One especially troublesome situation arises when your intents are vertically split to cover more depth for one concept rather than horizontally splitting the intent to cover more variations of the same concept.
For example, your generic “apply-online” becomes “apply-online-basic-info,” “apply-online-document,” “apply-online-confirm,” and “apply-online-save-for-later.”
The answer to your original intents will most likely change from giving a generic answer to prompting the user to take further action. In addition to the text of the responses, you’ll also need to deal with other effects such as templated variables, either replicating or replacing them with new ones. This is probably your best option if you want to keep the intents and responses manageable by non-technical teams (most likely your reason for choosing a bot-building platform in the first place).
The other option requires your team to use a complex UI to define the logic to generate a combination of responses or to write code to deal with the complexity. You then lose the ability to have a non-technical team maintaining the chatbot.
Either of these options will increase maintenance costs and complicate your ability to add further sophistication to your banking chatbot in the future.
The Advanced Approach
If intents to response mapping have so many long-term problems, why is it offered as the most popular chatbot-building method? Because chatbot-building platforms are usually generic platforms by nature. They offload the complexity of ensuring the bot’s efficacy to the customer. The main problem is not that the platforms are wrong, it’s that the platform-tools are asking the wrong people to do the wrong job.
Intents are essentially classification labels used to annotate the utterances. The design and use of these labels need knowledgeable data scientists—especially if your domain is narrow and deep, requiring a densely populated intent space.
In narrow, deep domains, you need more sophisticated tools and data science approaches to analyze your intent model performance and design the labels from a data science perspective, instead of by intuition.
At Finn AI, labels are irrelevant. They can very well be UUIDs. We want to avoid people mistaking the label’s name for its actual behavior within the model. For us, labels are a pure data science apparatus.
Instead, the Finn AI system works on the concept of “User Goals” which includes intents, entities, and combinations of other dimensions to define what the user wants to achieve. User goals allow for a more stable business concept for the domain. For example, “user wants to change their password with the mobile app,” or “user wants to check their balance.” These goals can lead to a simple response or can start multi-turn conversations since they decouple the intents from the responses.
Our team of dedicated data scientists and content designers work together to build a banking domain model that consists of hundreds of user goals that accurately understand a densely populated intent space.
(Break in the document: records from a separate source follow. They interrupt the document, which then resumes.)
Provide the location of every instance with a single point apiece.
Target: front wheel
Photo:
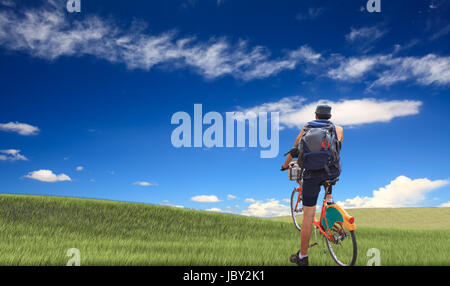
(343, 249)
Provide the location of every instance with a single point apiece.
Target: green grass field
(38, 230)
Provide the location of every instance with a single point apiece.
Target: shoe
(300, 262)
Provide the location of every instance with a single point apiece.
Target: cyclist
(311, 185)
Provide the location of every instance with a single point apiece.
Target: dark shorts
(311, 190)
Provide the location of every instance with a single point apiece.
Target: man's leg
(308, 217)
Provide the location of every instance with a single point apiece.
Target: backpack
(319, 146)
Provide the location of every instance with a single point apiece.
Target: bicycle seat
(328, 183)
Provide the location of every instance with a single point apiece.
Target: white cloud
(144, 184)
(427, 70)
(48, 33)
(312, 13)
(388, 70)
(441, 32)
(401, 192)
(365, 34)
(8, 3)
(294, 112)
(231, 197)
(47, 176)
(217, 210)
(445, 205)
(266, 209)
(12, 155)
(20, 128)
(353, 68)
(205, 199)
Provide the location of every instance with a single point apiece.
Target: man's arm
(289, 156)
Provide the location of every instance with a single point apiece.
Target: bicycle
(335, 225)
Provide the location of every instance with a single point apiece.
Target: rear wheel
(297, 208)
(343, 248)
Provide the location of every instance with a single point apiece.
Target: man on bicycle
(312, 180)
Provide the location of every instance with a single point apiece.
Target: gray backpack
(319, 146)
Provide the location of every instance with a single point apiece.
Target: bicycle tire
(355, 251)
(293, 202)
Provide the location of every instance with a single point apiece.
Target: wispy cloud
(312, 13)
(19, 128)
(144, 184)
(268, 208)
(388, 69)
(401, 192)
(366, 34)
(47, 176)
(441, 32)
(294, 111)
(206, 199)
(12, 155)
(231, 197)
(47, 33)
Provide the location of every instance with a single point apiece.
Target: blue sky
(97, 90)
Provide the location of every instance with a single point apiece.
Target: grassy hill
(38, 230)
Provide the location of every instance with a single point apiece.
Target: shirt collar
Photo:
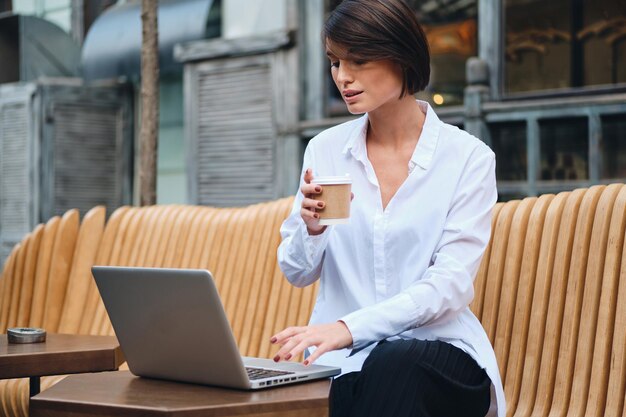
(426, 145)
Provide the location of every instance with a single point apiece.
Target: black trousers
(414, 378)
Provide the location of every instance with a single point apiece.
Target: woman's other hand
(310, 205)
(325, 337)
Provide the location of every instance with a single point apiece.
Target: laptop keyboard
(259, 373)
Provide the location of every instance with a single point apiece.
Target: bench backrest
(550, 292)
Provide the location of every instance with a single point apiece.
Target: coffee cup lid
(328, 180)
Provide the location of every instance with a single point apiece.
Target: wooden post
(148, 137)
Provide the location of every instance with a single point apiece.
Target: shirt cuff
(314, 245)
(382, 320)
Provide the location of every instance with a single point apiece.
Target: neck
(396, 124)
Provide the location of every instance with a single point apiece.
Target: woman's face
(364, 86)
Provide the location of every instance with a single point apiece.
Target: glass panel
(50, 5)
(614, 146)
(603, 40)
(451, 29)
(564, 149)
(537, 44)
(24, 7)
(564, 43)
(508, 141)
(62, 18)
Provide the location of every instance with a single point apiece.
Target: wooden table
(125, 395)
(60, 354)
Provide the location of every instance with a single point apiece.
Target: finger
(309, 215)
(309, 189)
(280, 337)
(321, 349)
(308, 175)
(283, 352)
(312, 204)
(300, 347)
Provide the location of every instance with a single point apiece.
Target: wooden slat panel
(590, 306)
(8, 278)
(527, 381)
(573, 301)
(236, 136)
(44, 262)
(604, 361)
(62, 257)
(88, 242)
(15, 184)
(556, 303)
(28, 278)
(87, 152)
(516, 333)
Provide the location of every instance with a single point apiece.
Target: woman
(396, 282)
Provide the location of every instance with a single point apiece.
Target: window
(508, 141)
(562, 44)
(564, 149)
(613, 146)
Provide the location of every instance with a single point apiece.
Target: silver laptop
(171, 324)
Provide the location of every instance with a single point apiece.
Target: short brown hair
(372, 30)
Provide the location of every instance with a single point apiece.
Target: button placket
(379, 256)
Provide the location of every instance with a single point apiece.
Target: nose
(344, 75)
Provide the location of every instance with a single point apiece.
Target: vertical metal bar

We have developed our own sophisticated tools to evaluate each intent’s performance in the model every time we run the training. This ensures there are no conflicts and no degradation to the intent model as a whole. The data science team can adjust the intent labels and model independently of the user goals, thus continue to improve the chatbot’s performance without asking the customers to constantly rewrite the hundreds of responses already written and approved by legal and marketing.
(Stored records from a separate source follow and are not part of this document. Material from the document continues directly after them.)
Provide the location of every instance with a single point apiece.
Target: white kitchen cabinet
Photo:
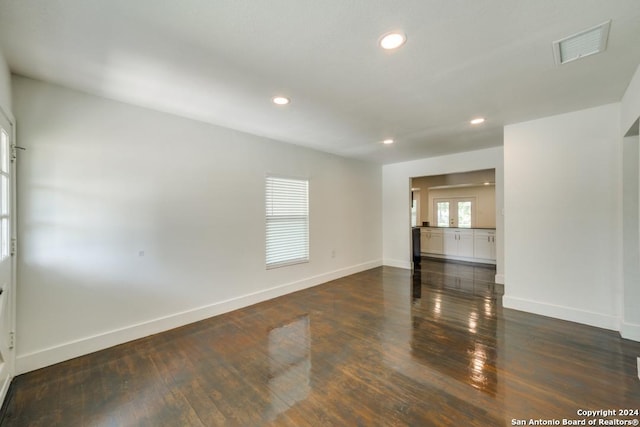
(458, 242)
(484, 244)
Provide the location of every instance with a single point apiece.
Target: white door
(7, 297)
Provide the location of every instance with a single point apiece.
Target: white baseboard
(630, 331)
(598, 320)
(4, 388)
(397, 263)
(69, 350)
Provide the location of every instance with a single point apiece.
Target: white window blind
(287, 203)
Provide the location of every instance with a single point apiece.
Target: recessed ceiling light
(280, 100)
(392, 40)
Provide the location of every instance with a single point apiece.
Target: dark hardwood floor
(383, 347)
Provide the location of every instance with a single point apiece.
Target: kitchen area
(453, 217)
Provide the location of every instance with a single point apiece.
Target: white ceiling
(222, 61)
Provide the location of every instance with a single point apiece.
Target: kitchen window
(287, 218)
(455, 212)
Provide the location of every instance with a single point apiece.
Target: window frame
(301, 216)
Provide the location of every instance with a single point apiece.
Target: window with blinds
(287, 203)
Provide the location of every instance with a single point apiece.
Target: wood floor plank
(385, 347)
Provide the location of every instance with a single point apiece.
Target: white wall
(396, 195)
(134, 221)
(630, 327)
(5, 87)
(630, 104)
(562, 245)
(630, 107)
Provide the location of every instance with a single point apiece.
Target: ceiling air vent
(584, 43)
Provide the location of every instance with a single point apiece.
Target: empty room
(298, 213)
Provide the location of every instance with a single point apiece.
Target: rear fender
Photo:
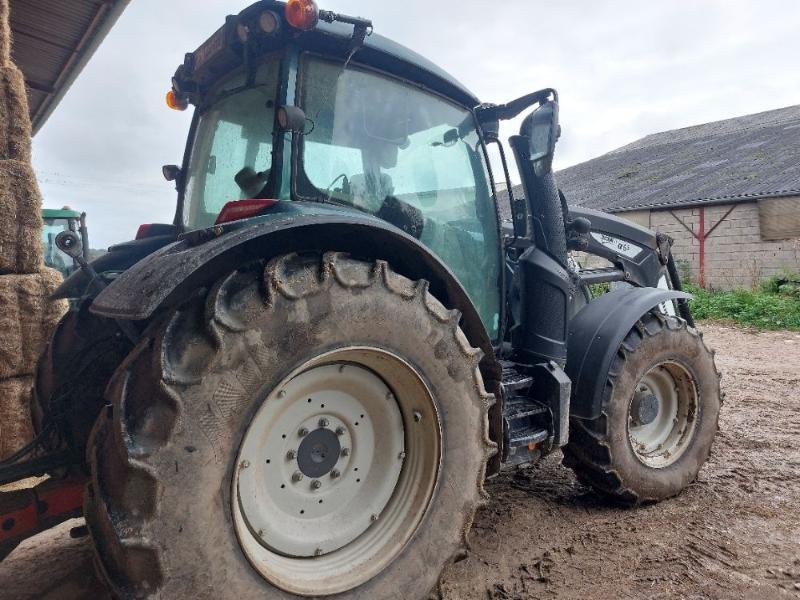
(595, 335)
(170, 276)
(118, 258)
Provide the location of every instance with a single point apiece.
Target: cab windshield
(408, 156)
(234, 133)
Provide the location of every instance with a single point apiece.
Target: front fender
(595, 335)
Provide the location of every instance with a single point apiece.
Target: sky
(623, 69)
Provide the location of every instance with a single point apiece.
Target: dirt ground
(735, 533)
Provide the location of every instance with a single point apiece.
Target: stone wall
(735, 254)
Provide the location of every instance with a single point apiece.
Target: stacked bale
(27, 315)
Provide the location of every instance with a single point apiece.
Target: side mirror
(542, 130)
(171, 172)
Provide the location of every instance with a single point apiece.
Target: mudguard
(118, 258)
(170, 275)
(596, 333)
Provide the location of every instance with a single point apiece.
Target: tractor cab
(290, 116)
(54, 222)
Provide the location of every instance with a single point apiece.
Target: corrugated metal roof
(735, 160)
(724, 162)
(53, 41)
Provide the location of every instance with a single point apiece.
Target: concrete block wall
(736, 256)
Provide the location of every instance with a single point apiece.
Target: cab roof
(60, 213)
(404, 62)
(330, 39)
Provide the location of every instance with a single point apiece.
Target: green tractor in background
(56, 220)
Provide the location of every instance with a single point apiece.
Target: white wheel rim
(373, 421)
(662, 414)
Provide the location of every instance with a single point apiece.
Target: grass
(762, 309)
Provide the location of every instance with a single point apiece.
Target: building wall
(735, 254)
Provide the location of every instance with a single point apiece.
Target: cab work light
(302, 14)
(175, 102)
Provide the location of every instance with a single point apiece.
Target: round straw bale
(27, 319)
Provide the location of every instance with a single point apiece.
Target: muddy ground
(735, 533)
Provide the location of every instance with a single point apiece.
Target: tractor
(54, 222)
(299, 387)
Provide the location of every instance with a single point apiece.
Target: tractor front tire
(659, 413)
(315, 426)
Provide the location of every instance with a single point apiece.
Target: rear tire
(659, 415)
(168, 506)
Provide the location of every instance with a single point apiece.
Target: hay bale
(15, 122)
(20, 207)
(27, 319)
(5, 32)
(16, 428)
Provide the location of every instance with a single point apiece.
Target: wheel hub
(318, 453)
(315, 521)
(645, 407)
(324, 458)
(661, 414)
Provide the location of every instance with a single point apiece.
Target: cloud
(623, 69)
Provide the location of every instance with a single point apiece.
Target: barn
(727, 192)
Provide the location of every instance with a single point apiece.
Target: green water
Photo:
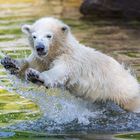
(118, 38)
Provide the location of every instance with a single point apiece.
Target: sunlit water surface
(24, 106)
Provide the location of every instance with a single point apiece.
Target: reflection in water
(116, 37)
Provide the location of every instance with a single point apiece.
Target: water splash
(57, 105)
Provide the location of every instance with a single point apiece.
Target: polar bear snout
(40, 48)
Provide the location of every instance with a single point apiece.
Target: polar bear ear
(26, 29)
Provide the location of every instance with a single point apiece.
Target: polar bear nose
(40, 48)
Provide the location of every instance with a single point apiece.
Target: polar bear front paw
(33, 76)
(10, 64)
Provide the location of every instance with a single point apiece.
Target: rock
(111, 8)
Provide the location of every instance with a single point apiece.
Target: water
(55, 113)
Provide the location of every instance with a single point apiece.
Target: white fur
(85, 72)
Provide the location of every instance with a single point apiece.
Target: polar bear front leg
(34, 76)
(15, 67)
(55, 77)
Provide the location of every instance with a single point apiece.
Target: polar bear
(58, 59)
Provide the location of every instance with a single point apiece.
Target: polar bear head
(46, 35)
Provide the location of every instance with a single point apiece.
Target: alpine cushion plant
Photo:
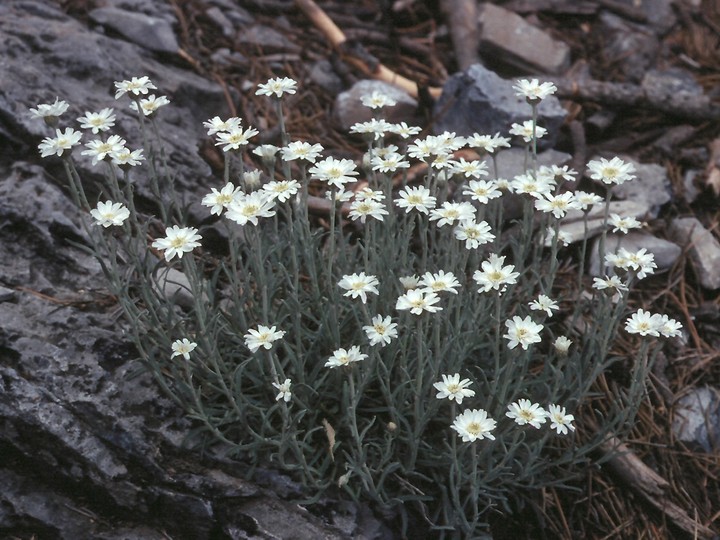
(425, 333)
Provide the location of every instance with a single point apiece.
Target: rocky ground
(89, 446)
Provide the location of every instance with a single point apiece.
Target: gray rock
(149, 32)
(349, 108)
(478, 100)
(506, 36)
(703, 248)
Working with stable user goals, our customers also gain a much better understanding of how their chatbot will lead to successful problem resolution and can directly measure ROI based on those user goals.
Our models are built specifically for the banking industry and can go deep on banking topics. It’s fair to say our banking chatbot won’t be able to tell you the latest plant-based meat recipe. But you can be sure it understands the nuances of retail banking out of the box.